What Indian Students Applying for France in 2026 Must Do Now
Start the Campus France procedure immediately if targeting September 2026. The Campus France registration and interview process takes 2–4 months. For a September 2026 intake, the latest safe start date is May 2026 — which is now. Register at campusfrance.org, complete your online dossier, and book your Campus France interview at the nearest French Institute / Alliance Française in India.
Begin A2 French preparation now. The A2 requirement applies to multi-year residence permit conversion — not to initial visa issuance. But students who arrive in France without any French will need to reach A2 within their first year. Alliance Française centres across India offer A2 preparation courses. The DELF A2 exam (the standard certification) can be taken in India before departure.
Book biometric appointments early despite the new capacity. The under-10-day target applies during peak season — but only once the new capacity is operational. For students applying now (April–May 2026), book biometric appointments at the French consulate as soon as your Campus France procedure is complete. Do not assume the new capacity is already in place.
Check your transit situation if travelling via CDG. The visa-free transit facility is now in effect for Indian nationals. If you are travelling to France or connecting through Paris CDG, you no longer need a separate Airport Transit Visa. Confirm this with your airline at check-in — airline staff sometimes apply outdated transit rules.
For September 2026 entry, the realistic timeline is tight but achievable. Campus France (2–4 months) + visa processing (3–6 weeks) + biometric appointment (target under 10 days) = approximately 3–5 months total from start to visa in hand. A student who begins the Campus France process in late April 2026 can realistically receive their visa by late August — in time for a September start, but with no margin for delays.
France Is Competing — and the 2026 Reforms Are Its Opening Move
The broader context for these reforms is the global competition for Indian students that has intensified sharply since 2024. The US has tightened F-1 scrutiny and cut post-study work pathways. Canada has capped study permits and seen rejection rates climb to 80% for Indian applicants. The UK is cutting its Graduate Route from 2 years to 18 months. Australia has raised visa fees to AUD 2,000 and rejected 40% of Indian applications in early 2026.

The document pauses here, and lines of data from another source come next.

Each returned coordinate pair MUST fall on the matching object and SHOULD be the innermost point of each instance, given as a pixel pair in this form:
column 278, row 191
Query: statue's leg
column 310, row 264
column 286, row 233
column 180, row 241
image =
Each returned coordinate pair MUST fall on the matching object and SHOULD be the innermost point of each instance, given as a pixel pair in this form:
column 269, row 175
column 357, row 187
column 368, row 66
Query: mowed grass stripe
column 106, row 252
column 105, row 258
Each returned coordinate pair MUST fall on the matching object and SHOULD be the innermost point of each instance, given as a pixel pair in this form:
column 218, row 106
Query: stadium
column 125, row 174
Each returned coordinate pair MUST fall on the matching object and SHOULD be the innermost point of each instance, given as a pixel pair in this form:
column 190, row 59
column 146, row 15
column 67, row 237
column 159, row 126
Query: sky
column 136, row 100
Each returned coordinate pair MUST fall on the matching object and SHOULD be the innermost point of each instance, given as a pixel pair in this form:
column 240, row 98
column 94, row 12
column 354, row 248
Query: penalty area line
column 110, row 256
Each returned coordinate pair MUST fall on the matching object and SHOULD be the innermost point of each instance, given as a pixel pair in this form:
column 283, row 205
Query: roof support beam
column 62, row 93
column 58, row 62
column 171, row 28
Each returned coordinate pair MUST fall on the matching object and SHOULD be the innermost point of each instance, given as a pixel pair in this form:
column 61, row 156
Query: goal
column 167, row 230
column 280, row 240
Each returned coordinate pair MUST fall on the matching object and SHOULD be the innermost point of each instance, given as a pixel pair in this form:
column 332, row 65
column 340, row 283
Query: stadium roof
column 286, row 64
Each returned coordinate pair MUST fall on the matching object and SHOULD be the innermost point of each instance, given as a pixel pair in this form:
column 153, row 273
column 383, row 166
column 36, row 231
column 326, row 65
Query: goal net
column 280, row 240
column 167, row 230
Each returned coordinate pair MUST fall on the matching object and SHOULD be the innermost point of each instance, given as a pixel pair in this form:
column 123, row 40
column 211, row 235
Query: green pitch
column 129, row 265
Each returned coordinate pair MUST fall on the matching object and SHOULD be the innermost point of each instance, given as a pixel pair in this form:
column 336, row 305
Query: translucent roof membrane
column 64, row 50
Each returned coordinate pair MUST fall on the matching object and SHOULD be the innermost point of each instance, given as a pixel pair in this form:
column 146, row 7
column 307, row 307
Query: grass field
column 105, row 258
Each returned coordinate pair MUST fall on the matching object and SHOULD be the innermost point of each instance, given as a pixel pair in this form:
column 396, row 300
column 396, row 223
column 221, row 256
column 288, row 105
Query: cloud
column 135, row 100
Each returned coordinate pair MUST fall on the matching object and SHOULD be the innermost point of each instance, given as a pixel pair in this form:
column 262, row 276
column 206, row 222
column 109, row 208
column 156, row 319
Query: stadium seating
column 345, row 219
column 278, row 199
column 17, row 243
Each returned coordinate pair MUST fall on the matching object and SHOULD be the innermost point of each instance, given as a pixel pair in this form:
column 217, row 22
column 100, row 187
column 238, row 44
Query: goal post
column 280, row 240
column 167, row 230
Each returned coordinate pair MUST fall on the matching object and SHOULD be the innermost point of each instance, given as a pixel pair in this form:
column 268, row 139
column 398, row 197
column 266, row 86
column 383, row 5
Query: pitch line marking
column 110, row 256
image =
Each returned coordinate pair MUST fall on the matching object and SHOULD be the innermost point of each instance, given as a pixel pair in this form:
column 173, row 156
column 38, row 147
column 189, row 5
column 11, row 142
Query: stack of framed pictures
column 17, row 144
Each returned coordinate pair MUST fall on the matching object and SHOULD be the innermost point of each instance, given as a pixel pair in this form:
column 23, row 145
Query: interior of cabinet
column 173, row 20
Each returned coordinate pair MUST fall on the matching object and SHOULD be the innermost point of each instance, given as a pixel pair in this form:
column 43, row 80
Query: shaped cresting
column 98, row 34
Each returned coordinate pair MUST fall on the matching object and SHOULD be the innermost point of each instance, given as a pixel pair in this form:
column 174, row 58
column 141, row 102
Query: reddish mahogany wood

France is moving in the opposite direction — simplifying access, extending visa duration, and expanding post-study pathways at precisely the moment its competitors are restricting them. For Indian students who have historically overlooked France due to language concerns or administrative complexity, the 2026 reforms remove two of the three most common objections. The third — French language — now has a clear, low-threshold requirement (A2) rather than an undefined barrier. That is a meaningful shift, and one that the 30,000-by-2030 target will depend on Indian students recognising in time for the 2026–27 intake cycle.